Locked History Actions

InfolabClusterComputeHowtoJobArray

Here is a hypothetical... you have one program that is not multi-threaded nor aware of multiple cores. You have to run that program about a thousand times with different input parameters and different input data. And luckily... the results of a single run are independent of all the other results. This HOWTO describes how one might run such a scenario on the Infolab Compute Cluster.

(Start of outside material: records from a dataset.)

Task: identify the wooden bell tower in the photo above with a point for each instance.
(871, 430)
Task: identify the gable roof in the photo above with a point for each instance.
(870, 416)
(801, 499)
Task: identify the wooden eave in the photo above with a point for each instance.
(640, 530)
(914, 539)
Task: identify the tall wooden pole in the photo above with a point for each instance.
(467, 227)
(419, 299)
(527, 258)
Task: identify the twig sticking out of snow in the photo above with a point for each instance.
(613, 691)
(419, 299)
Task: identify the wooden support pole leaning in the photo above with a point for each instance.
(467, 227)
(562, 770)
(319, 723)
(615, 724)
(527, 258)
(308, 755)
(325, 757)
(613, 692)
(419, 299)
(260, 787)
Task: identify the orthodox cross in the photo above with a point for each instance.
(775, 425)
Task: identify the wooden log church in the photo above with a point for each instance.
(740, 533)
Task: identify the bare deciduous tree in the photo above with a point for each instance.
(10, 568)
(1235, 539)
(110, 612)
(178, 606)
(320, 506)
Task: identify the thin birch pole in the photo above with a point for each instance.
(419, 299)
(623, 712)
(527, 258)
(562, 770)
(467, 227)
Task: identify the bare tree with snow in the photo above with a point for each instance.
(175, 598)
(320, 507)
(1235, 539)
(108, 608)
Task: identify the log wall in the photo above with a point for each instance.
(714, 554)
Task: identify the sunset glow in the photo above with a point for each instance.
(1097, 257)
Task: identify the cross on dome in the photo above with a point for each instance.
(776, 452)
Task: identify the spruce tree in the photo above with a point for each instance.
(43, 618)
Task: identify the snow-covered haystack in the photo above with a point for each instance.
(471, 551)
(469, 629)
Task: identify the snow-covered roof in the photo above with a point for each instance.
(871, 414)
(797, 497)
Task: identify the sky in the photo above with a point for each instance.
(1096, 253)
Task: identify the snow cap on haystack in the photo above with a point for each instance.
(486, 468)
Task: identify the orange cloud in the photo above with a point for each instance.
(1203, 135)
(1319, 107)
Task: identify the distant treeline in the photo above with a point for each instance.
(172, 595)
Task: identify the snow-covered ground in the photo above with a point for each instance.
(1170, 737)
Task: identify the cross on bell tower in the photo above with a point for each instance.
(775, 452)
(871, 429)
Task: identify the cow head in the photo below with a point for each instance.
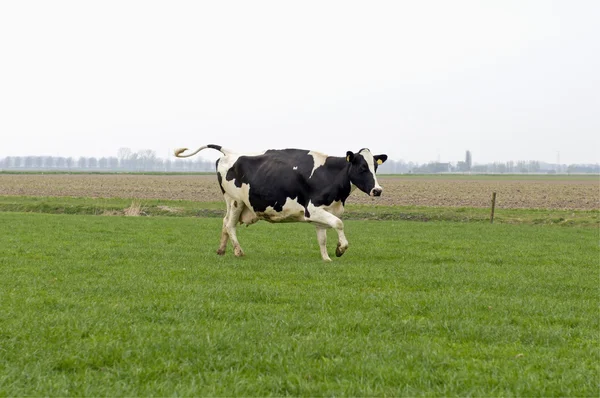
(363, 166)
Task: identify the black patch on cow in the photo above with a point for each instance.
(360, 175)
(219, 177)
(280, 174)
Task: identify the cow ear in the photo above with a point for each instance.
(379, 159)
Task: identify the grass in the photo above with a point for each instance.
(140, 306)
(180, 208)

We presume that you know your qsub basics. If that is not the case, please see InfolabClusterComputeHowtoSingle and InfolabClusterComputeHowtoVariables first.

The submission script

We'll tackle this one the other way around. So let's create our submission script first. You can download the script here: JobArray.qsub.sh

   1 #!/bin/bash
   2 #PBS -N JobArray
   3 #PBS -l nodes=1:ppn=1
   4 #PBS -l walltime=00:01:00
   5 
   6 /usr/bin/python2.7 $HOME/tutorial/JobArray/JobArray.py $PBS_ARRAYID 

The only special thing here is that we'll be passing the array id (so the number of the job in the array) to our Python script.

The program

Again we are using the same simple Python script that sleeps for a while and outputs some time and the arguments that it was called with. You can download the script here: JobArray.py

   1 #!/usr/bin/python2.7
   2 
   3 import socket, datetime, time, getpass, sys
   4 
   5 arrayid = sys.argv[1]
   6 
   7 # We're using just using a simple list here but you can
   8 # easily imagine this getting read from a file or sth ...
   9 arguments = [
  10   [ "myarg1-0", "myarg2-0", "myarg3-0" ],
  11   [ "myarg1-1", "myarg2-1", "myarg3-1" ],
  12   [ "myarg1-2", "myarg2-2", "myarg3-2" ],
  13   [ "myarg1-3", "myarg2-3", "myarg3-3" ]
  14 ]
  15 
  16 start = datetime.datetime.now()
  17 hostname = socket.gethostname().split('.')[0]
  18 username = getpass.getuser()
  19 time.sleep(10)
  20 end = datetime.datetime.now()
  21 
  22 dfmt = "%Y-%m-%d %H:%M:%S"
  23 print "Started: %s Finished: %s Host: %s User: %s" % (start.strftime(dfmt), end.strftime(dfmt), hostname, username)
  24 print "My arguments:"
  25 print arguments [int(arrayid)]

The only twist is, that we are reading the actual arguments from the list provided in the script itself. This could be easily replaced by reading from a cvs file or some other, neater argument storage.

Submit the job

Nothing left to do but submit the job to the cluster with qsub:

qsub -V -t 0-3 $HOME/tutorial/JobArray/JobArray.qsub.sh

There is a few things to note about the -t argument. This argument specifies that we the job should be run as a job array. In addition to that it also specifies the array ids that our instabces will get. When we run the command above we'll get instances 0, 1, 2, 3 respectively. We could also specify those as a comma delimited list. The following command does the same thing as the previous one:

qsub -V -t 0,1,2,3 $HOME/tutorial/JobArray/JobArray.qsub.sh

We could also make up our own non-sequential ids:

qsub -V -t 111,211,311,411 $HOME/tutorial/JobArray/JobArray.qsub.sh

Anyhow, if our jobs ran successfully, we should be able to see the results in the output files. In our case:

~/ $ cat *.o*
Started: 2012-10-16 21:01:12 Finished: 2012-10-16 21:01:22 Host: iln28 User: akrevl
My arguments:
['myarg1-0', 'myarg2-0', 'myarg3-0']
Started: 2012-10-16 21:01:12 Finished: 2012-10-16 21:01:22 Host: iln28 User: akrevl
My arguments:
['myarg1-1', 'myarg2-1', 'myarg3-1']
Started: 2012-10-16 21:01:12 Finished: 2012-10-16 21:01:22 Host: iln28 User: akrevl
My arguments:
['myarg1-2', 'myarg2-2', 'myarg3-2']
Started: 2012-10-16 21:01:13 Finished: 2012-10-16 21:01:23 Host: iln28 User: akrevl
My arguments:
['myarg1-3', 'myarg2-3', 'myarg3-3']

So we successfully ran four instances of our script with 4 different sets of arguments. Of course this is only one way of doing things... but it seems to work...